Les autres lignes narratives se placent pour deux d’entre-elles dans le passé : l’une, durant la Première Guerre mondiale, voit un magicien spécialisé dans la disparition illusoire sollicité par l’armée britannique afin de camoufler les avions durant leurs patrouilles, et faire la connaissance de Wells ; l’autre, durant la Seconde Guerre mondiale, nous présente la rencontre entre Mike Torrance, un jeune mécanicien travaillant dans la RAF, et une pilote d’origine polonaise, réfugiée en Angleterre qui reconnaît dans le mécanicien un quasi sosie de son fiancé resté dans leur pays. L’épilogue de cette histoire d’amour brisée en plein vol, Mike perdant Krystyna dont il était tombé amoureux suite à la disparition de son avion, se situe à la toute fin du XXe siècle. Torrance, devenu historien, effectue en effet des recherches sur cet amour de jeunesse au soir de sa vie, et découvre que le passé que Krystyna lui avait raconté… n’a aucun commencement d’existence concrète ! Dernier récit, celui de Tomak Tallant, voyageur sur l’île de Prachous, accompagné d’une missionnaire propagatrice de la Parole, deux personnages rappelant furieusement Tibor et Flo. Celui également d’un magicien en mal de reconnaissance, Thom, et de deux femmes qui cherchent à le préserver, l’une ressemblant fort à l’aviatrice polonaise, la seconde à Flo… Tous ces éléments a priori bien distincts tendent ainsi à se rejoindre par des lignes de plus en plus nombreuses, des éléments de convergence épars, dessinant une figure aussi complexe que jubilatoire, demeurant jusqu’au bout en partie énigmatique et inexpliquée.
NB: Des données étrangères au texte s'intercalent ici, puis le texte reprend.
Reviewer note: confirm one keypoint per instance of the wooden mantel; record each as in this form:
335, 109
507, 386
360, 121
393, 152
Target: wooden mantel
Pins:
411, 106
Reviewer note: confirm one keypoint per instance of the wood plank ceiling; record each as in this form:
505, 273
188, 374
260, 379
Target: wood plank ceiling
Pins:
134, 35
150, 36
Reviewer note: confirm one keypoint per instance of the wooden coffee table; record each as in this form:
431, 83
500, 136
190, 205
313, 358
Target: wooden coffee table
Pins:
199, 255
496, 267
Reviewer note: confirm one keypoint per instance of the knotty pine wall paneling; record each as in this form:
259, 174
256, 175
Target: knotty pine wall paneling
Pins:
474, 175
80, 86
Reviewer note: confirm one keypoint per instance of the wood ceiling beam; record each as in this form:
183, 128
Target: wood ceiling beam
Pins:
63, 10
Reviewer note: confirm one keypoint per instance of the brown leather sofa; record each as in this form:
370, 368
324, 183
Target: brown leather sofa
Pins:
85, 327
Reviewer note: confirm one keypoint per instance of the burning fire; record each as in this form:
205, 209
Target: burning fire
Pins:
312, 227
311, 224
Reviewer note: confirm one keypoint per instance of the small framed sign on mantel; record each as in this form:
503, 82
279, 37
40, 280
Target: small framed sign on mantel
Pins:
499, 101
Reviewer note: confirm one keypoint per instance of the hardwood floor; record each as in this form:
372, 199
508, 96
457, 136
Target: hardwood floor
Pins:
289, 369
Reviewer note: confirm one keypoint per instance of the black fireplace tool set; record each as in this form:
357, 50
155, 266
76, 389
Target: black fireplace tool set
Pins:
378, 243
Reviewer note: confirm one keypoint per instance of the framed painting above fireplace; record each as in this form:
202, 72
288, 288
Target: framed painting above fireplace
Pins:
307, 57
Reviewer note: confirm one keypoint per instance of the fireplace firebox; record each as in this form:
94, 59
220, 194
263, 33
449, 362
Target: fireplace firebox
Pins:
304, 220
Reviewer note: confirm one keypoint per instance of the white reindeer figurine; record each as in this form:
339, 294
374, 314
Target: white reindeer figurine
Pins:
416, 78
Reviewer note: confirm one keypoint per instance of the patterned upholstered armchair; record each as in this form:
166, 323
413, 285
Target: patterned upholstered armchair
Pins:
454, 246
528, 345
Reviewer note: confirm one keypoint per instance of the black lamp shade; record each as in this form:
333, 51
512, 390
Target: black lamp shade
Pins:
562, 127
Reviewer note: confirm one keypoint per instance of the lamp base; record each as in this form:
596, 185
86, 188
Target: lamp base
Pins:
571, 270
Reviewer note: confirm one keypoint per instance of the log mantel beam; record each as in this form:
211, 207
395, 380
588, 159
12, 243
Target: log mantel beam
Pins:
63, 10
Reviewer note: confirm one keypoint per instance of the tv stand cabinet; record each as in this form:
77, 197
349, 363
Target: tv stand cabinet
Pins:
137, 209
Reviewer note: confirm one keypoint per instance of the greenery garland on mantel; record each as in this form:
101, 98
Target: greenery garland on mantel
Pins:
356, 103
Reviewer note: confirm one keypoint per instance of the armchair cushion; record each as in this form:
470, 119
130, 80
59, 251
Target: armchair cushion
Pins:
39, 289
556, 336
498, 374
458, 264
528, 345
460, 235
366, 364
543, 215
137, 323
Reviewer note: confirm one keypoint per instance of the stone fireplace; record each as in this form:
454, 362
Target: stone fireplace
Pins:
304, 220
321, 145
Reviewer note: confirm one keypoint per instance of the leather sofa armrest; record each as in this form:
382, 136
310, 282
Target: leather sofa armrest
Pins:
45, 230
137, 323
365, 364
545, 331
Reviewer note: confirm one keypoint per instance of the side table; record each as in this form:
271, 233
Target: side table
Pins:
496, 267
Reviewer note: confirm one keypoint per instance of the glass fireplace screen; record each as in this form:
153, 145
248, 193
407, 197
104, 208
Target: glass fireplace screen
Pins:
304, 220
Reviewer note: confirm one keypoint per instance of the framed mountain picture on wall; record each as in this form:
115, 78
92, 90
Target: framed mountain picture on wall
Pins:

Une histoire d’amour que l’on découvre à travers plusieurs couches de verre déformant, voilà ce qu’est L’Adjacent, derrière les multiples récits de vie servis par une prose simple. Lorsqu’il était encore jeune photographe, Tibor Tarent prit en effet des photos d’un scientifique ayant découvert le principe de l’adjacence, censé servir d’arme défensive, mais qui fut bien sûr détourné. C’est donc aux probables conséquences de cette découverte que nous assistons, Krystina traversant des Terres parallèles, tandis que Tibor se retrouve démultiplié, plus encore que Flo, puisqu’ayant connu deux explosions quantiques… Sans parler de Malina, l’aviatrice aux multiples visages. Ce faisant, Christopher Priest explore avec brio l’acte d’écrire, l’invention de personnages fictifs ou non, et fait le lien avec certains de ses anciens romans : La Machine à explorer l’espace (le personnage de Wells, dans la partie a priori la moins impliquée dans l’intrigue), La Séparation (la Seconde Guerre mondiale), L’Archipel du rêve et Les Insulaires (ce monde onirique dans lequel des individus de notre continuum peuvent se retrouver) ou Le Prestige (les tours d’illusionniste). Surtout, en décrivant des personnages pris au piège de forces qui les dépassent, tentant de faire survivre avant toute chose leur individualité, leurs émotions, sujets d’une « réceptivité créatrice » (p.531), c’est une certaine vision de notre actuelle condition humaine qui apparaît. « Je ne suis plus certaine de rien. Juste de cela [leur microcosme de couple]. N’est-ce pas suffisant ? Pourquoi as-tu besoin de connaître les dates, les années ? » (p.552, la dernière du livre).